We have made an important improvement to how votes are shown in Project Open Gov daily summaries.
Readers can now open vote details directly from within a summary, making it easier to connect a vote result with the parliamentary business being explained in the article.
This means that when a daily summary refers to a vote, readers do not have to treat it as a separate item or search elsewhere on the site. The vote can now be viewed in context, alongside the summary of what was happening that day.

Why this matters
Parliamentary votes can be difficult to follow when they are shown on their own. A division result may record how MPs voted, but it does not always make clear what the vote related to, why it was taking place, or how it fitted into the wider parliamentary day.
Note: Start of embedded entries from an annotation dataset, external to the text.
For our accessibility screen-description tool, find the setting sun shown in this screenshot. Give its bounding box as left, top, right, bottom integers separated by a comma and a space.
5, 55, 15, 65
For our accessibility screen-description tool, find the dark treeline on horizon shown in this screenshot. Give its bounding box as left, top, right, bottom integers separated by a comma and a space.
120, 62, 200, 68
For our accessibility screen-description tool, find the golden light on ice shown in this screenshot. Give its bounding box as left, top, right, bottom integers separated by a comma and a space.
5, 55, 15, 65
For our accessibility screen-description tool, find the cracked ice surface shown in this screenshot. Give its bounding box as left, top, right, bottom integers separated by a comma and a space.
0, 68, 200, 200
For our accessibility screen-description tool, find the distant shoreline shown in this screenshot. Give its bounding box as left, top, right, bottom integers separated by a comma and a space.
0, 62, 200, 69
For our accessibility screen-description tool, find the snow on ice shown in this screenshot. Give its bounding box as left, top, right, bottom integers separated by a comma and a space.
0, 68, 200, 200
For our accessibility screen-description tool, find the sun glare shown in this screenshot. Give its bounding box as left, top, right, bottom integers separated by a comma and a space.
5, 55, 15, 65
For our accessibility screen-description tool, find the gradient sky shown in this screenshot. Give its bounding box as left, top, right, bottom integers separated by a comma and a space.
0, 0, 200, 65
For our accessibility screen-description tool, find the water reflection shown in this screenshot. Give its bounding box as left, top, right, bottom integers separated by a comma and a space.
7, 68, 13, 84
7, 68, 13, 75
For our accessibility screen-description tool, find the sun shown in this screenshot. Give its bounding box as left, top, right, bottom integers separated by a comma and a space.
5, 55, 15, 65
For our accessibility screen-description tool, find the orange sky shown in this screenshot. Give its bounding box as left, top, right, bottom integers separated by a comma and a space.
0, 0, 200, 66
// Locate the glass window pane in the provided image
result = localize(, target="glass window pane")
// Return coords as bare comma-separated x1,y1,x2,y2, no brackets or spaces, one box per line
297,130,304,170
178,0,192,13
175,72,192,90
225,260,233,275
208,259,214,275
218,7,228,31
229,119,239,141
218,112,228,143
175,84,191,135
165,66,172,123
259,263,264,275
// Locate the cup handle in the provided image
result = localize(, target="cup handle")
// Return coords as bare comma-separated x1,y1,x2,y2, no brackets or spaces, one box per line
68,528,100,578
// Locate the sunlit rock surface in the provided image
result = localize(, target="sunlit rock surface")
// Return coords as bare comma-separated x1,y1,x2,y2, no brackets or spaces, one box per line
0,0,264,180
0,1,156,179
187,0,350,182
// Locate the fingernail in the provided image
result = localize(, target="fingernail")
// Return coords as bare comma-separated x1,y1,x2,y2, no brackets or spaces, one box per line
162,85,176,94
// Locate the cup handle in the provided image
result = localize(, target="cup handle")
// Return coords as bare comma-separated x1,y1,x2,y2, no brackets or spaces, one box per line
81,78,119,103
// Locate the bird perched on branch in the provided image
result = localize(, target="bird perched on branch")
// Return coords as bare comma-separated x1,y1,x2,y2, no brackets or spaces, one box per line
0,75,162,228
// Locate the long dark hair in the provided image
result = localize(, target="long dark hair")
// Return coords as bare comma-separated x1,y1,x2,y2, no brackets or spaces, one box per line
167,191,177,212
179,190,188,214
This update helps close that gap.
The daily summary explains the day’s business in plain English, while the vote pop-up gives readers a direct way to inspect the related vote result, including the outcome and party breakdown where available.
A more connected site
This is part of a wider aim for Project Open Gov: to make the site feel joined-up.
Votes, summaries, glossary explanations, official sources and future guides should not sit in isolation. They should work together so that readers can move from a plain-English summary to the underlying detail without losing context.
The vote pop-up is one step towards that.
Still being improved
As with the rest of the site, this feature will continue to be refined. We will keep reviewing the wording, formatting and presentation so that vote explanations remain clear, neutral and useful.
The aim is simple: to make it easier to understand not just how MPs voted, but what those votes were connected to.